【2023/2/4時点】法人の顧問先様の決算報告時の成果物は?「弥生会計をcsvエクスポートして貼り付ける類の経営分析ツール」を使わない理由は?

問題の所在

会計ソフトには、帳簿作成機能の他に、経営分析の帳票の作成機能が装備されていることが通常である。

これに関し、当事務所が使用している弥生会計AEの経営分析の帳票は貧弱(失礼!)のため、各税理士がお手製でエクセルで経営分析ツールを作っていたり、ベンダーが弥生会計対応と称して製造・販売していたりする。

当事務所でもそれを使った方がいいのかを整理したメモ。

 

結論

当事務所では、決算報告時に、「弥生会計をcsvエクスポートして貼り付ける類の経営分析ツール」を使わない。
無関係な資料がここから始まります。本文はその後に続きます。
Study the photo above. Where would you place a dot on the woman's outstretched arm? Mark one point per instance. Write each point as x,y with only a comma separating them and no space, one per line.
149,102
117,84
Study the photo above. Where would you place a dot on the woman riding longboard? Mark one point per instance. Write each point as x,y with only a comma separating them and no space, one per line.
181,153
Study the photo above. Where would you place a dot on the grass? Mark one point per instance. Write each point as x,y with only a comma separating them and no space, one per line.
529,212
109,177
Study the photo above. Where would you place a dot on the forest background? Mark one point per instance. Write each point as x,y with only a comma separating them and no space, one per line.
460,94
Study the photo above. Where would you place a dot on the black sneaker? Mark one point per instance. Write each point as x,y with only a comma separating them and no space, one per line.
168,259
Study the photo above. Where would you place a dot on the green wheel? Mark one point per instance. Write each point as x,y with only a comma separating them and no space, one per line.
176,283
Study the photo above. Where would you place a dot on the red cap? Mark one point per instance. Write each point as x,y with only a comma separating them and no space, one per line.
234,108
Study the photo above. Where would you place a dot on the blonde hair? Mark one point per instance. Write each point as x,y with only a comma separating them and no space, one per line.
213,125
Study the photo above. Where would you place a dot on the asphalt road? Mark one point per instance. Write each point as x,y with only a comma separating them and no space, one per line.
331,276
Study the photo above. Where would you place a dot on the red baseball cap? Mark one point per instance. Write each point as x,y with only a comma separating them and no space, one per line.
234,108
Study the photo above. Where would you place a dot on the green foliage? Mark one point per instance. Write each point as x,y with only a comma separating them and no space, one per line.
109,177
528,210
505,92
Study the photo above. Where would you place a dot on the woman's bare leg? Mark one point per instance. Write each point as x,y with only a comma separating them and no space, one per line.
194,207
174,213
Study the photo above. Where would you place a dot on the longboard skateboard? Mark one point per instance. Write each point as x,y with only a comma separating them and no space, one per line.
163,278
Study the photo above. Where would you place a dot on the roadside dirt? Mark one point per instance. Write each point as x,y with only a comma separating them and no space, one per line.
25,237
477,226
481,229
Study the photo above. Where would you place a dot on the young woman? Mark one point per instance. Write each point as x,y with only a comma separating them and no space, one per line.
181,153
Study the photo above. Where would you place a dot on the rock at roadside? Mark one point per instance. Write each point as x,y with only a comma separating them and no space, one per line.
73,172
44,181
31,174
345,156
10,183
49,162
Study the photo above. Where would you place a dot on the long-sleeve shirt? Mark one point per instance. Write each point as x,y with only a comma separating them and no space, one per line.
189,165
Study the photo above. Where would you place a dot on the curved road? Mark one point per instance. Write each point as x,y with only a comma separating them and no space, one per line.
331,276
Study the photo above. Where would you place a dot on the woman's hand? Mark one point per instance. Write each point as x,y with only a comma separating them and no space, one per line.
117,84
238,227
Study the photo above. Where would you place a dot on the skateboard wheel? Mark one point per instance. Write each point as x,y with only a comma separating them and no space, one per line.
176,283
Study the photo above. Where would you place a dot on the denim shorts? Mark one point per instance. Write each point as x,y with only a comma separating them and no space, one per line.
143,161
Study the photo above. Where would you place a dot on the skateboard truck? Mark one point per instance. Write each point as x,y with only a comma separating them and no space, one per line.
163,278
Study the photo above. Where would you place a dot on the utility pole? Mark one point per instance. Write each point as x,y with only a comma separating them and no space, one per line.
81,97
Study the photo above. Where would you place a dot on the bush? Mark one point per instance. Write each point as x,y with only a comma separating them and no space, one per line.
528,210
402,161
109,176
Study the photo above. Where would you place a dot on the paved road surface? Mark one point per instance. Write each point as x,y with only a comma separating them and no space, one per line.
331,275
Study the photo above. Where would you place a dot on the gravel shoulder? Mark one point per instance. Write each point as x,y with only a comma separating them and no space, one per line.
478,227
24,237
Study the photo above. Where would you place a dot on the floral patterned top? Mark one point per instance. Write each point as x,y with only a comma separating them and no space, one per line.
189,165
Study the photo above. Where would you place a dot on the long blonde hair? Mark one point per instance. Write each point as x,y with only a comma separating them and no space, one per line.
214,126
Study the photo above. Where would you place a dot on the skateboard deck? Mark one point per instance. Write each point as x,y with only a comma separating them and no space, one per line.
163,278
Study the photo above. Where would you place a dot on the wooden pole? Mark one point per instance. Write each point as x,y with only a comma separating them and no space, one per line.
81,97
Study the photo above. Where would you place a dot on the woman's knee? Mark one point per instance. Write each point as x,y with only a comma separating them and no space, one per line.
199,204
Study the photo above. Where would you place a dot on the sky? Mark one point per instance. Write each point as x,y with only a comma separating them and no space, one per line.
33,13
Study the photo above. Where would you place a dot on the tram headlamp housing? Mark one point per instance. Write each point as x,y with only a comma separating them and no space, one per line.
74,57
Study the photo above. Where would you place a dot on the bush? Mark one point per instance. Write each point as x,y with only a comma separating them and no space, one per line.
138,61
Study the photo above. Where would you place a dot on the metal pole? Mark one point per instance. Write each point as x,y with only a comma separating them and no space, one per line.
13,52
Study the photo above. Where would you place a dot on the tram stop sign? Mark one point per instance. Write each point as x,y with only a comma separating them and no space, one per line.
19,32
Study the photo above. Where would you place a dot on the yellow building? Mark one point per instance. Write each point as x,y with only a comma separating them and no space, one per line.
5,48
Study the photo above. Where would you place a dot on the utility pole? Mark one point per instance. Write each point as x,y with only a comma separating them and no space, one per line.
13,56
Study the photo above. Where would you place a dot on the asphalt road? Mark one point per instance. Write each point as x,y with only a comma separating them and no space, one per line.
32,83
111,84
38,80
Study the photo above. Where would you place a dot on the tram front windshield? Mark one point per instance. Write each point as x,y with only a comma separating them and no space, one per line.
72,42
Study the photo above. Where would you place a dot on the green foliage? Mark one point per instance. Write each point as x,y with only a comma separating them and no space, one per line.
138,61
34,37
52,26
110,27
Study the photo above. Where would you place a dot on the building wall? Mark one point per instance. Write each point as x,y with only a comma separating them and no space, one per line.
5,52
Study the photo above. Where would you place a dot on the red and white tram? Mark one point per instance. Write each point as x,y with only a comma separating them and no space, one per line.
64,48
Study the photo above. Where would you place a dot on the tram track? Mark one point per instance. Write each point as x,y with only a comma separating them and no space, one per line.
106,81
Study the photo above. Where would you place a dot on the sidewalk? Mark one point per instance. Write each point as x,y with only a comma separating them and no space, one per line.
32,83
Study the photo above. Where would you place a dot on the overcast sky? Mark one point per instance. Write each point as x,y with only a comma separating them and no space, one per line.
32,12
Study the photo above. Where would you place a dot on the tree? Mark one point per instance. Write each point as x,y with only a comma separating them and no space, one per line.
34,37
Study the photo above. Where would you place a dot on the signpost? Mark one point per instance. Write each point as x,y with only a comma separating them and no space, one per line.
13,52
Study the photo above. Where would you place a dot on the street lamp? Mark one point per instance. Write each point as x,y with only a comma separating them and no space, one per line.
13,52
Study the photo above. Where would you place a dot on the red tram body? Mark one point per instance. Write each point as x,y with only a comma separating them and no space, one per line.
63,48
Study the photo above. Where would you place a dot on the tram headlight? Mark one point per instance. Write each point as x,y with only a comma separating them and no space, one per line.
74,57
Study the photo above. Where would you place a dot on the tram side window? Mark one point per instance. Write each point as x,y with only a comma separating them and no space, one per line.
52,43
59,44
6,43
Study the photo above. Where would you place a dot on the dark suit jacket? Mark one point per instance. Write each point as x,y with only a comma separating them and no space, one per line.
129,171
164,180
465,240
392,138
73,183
現時点では、当事務所では、以下の通り:

1.月次 → 2つ

・弥生会計AEの、①残高試算表(月次・期間)と、②残高試算表(年間推移)のみ

2.決算時 → 3つ

① 法人税等申告書の添付書類ー決算書

② 弥生会計AEの、最終残高試算表ー前期比較ーエクセル出力

③ STAGEエクセル

 

理由

以下の理由による:

  • 当事務所では、所長が全案件の期中内容と決算内容について関与しているため、踏み込んだ話ができる。それだけで毎回の月次/決算報告の2h程度の時間を取る。
    • 以上は、売上高2億円以下のお客様である。
    • そして、それ以上の規模のお客様は上場会社等のグループ会社であり、税理士に経営分析を聞くニーズはない。
  • また、会計以外にもご質問を頂くことが通常であり、そちらに回答することの期待値の方が高い。
  • だから、それ以外の資料を用意する必要がない。
  • 金額を積み上げた金額を、折れ線グラフや図形で説明するのは、要は、「個別の内容を知らない人が、趨勢だけでコメントするにはいいツールである」
    → 特に、無資格者やパート従業員が担当制で運営している会計事務所では、決算報告をできる形に落とし込むツールとて「都合がよい」
  • 中小企業の成長は、まず、受注(≒売上高)である。次に、受注を処理するための、人の手配である
    → つまり、ツールを使って、売上○○比率を見て、「次期にこの比率を上げましょうねー」という、評論家みたいな話をすることは、実は意味がない。

 

補足

会計事務所のサービスは、無形のため、つい形があるものを使いたいという誘惑はある。

この点を突いて、TKCシステムや、弥生会計の提携業者の分析ツールなどは、(企業向けではなく)会計事務所・税理士向けに宣伝をしている。

仮に、極端な例で、「顧問先が、元上場企業の経理部長で、名門企業で社内管理が好き」という人が社長であれば、以上の経営分析ツールを使って作成した帳票を納品することに意義があるかもしれない(→いや、そんな社長なら、自社内で分析しているであろう)

現在の当事務所の顧問層にはないが、「非上場のオーナー系の、売上高20億円以上」のセグメントの会社では、ニーズがあるかもしれない。
それでも、優先順位は、取引の税務調査対応chであろう。そのため、より優先順位は毎月の消費税chであろう。